Johnny Duncan was an American serviceman stationed in England, who claimed to have worked with Bill Monroe. (Don’t confuse him with the minor league country star of the same name who charted some records in the ‘70s and ‘80s). Originally from Oliver Springs, Tennessee, Duncan married an English woman and stayed. He fell into the orbit of Donegan’s producer, Denis Preston. A cousin of Marxist historian Eric Hobsbawm, Preston launched Lansdowne Studio in 1956. The first Lansdowne hit, Humphrey Lyttleton’s “Bad Penny Blues,” was liberally adapted by the Beatles into “Lady Madonna.” Preston was eclectic. He produced James Cotton’s first solo recordings after the Sun records, and later ventured into Indian-jazz fusion.
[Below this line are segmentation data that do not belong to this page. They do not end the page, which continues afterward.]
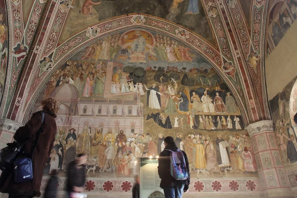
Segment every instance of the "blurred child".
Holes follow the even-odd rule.
[[[57,197],[57,190],[58,189],[58,177],[57,173],[58,170],[52,170],[50,172],[50,179],[48,183],[45,191],[44,198],[56,198]]]
[[[139,198],[140,197],[139,176],[137,175],[135,176],[135,181],[136,183],[132,188],[132,198]]]

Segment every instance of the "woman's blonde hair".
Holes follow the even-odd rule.
[[[44,105],[42,109],[46,111],[51,111],[54,113],[57,113],[60,105],[59,100],[54,98],[49,98],[44,99],[41,104]]]

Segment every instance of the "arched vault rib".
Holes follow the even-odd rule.
[[[137,15],[140,16],[143,19],[139,24],[135,23],[133,20],[134,17]],[[96,37],[93,37],[89,34],[90,29],[91,28],[96,28],[99,30]],[[55,70],[68,58],[92,42],[96,42],[110,34],[135,28],[148,29],[169,36],[183,43],[203,57],[213,67],[229,87],[240,109],[243,116],[243,120],[245,124],[247,125],[249,122],[249,118],[248,113],[247,104],[242,99],[244,98],[243,96],[241,96],[237,92],[235,88],[236,87],[233,84],[234,83],[231,81],[223,72],[221,67],[223,61],[220,52],[203,39],[179,26],[154,17],[140,15],[121,17],[88,28],[68,39],[59,46],[54,51],[52,56],[52,59],[54,62],[53,69],[50,72],[40,77],[40,78],[42,78],[42,79],[40,79],[40,78],[38,85],[33,90],[29,92],[26,99],[27,102],[22,108],[23,110],[19,111],[20,110],[19,110],[19,112],[21,114],[19,117],[20,121],[24,122],[28,119],[30,110],[32,107],[34,101],[37,98],[37,97],[42,88],[45,86],[46,82]],[[185,36],[182,36],[179,33],[182,30],[185,31]],[[37,73],[35,75],[37,75]]]

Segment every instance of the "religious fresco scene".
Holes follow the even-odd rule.
[[[270,8],[269,16],[266,57],[277,46],[297,18],[297,0],[286,0],[277,2]]]
[[[292,126],[289,110],[291,92],[296,79],[297,76],[284,88],[282,92],[269,101],[278,145],[288,172],[297,168],[297,137]]]
[[[200,55],[166,36],[135,29],[94,42],[54,72],[32,112],[51,97],[61,104],[46,175],[65,176],[84,152],[89,177],[132,178],[135,161],[158,155],[168,136],[198,177],[257,174],[232,93]]]
[[[67,1],[64,1],[67,4]],[[149,14],[176,23],[215,46],[216,40],[201,0],[75,0],[60,38],[61,43],[89,26],[127,13]]]
[[[0,1],[0,99],[6,79],[7,55],[7,21],[4,1]]]

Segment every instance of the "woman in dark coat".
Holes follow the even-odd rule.
[[[25,152],[31,153],[35,140],[36,133],[41,127],[42,134],[39,136],[33,154],[33,179],[30,181],[17,183],[14,181],[12,172],[2,172],[0,177],[0,192],[9,194],[9,198],[40,197],[40,186],[47,160],[50,156],[56,132],[54,118],[56,117],[59,106],[56,99],[50,98],[44,99],[43,112],[45,120],[42,125],[42,116],[40,112],[35,113],[31,119],[15,132],[14,140],[19,143],[29,139],[25,147]]]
A Trinidadian calypso, “Last Train to San Fernando” was a Road March song from the Carnival of 1949 or ’50. Originated and first recorded in Trinidad by Mighty Dictator, it was revived in the States around 1952 by Duke of Iron. Ostensibly, it was about trying to get the last train from Port of Spain back to San Fernando, but after hearing the West Indian versions, I came to believe that a woman was offering herself for one last fling before getting married the following day. Bill Millar derides this interpretation, but calypso is rich in allegory and I’m sticking with it.
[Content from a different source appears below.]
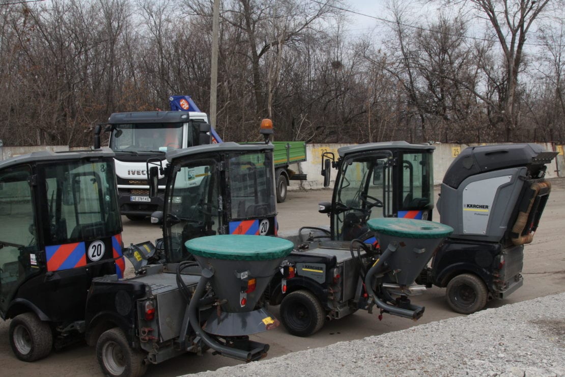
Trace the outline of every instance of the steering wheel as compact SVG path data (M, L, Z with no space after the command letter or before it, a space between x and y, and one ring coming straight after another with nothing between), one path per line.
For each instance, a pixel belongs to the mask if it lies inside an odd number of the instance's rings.
M359 196L359 198L362 202L364 203L367 207L367 209L372 208L373 207L377 207L379 208L381 208L383 206L383 202L381 202L379 199L377 199L373 196L371 196L367 195L367 194L361 194ZM372 201L369 201L370 199Z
Preston was married to a West Indian woman, so she might have played the song to him. It came around again when the American calypso craze of 1956 – ’57 brought many older songs back into circulation. Ray Lang and His Jamaican Room Orchestra released “San Fernando” on American Decca and British Brunswick in 1957. Atlantic Records crooner Bobby Short latched onto it around the same time. Preston could have heard Lang, Short, or the even the Duke of Iron. In the studio, he paired Duncan with some British jazz men. They rapidly came up to tempo on the intro, and slowed down the outro, much as Meade Lux Lewis had slowed down the outro to “Honky Tonk Train Blues.” Guitarist Denny Wright wanted to be Django Reinhardt (nothing wrong with that; I’d be Django if I didn’t have to smoke Gitanes and lose two fingers). As the band jumped to a South American rhythm on the break, Wright played one of the most joyous solos in all popular music. Duncan sang nut-clenchingly high like Bill Monroe. “Last Train to San Fernando” was a cross-cultural collision like no other: calypso, skiffle, tango, jazz, rockabilly, and bluegrass. Duncan did what Donegan didn’t—create something truly new out of something old. Problem was, he never did it again.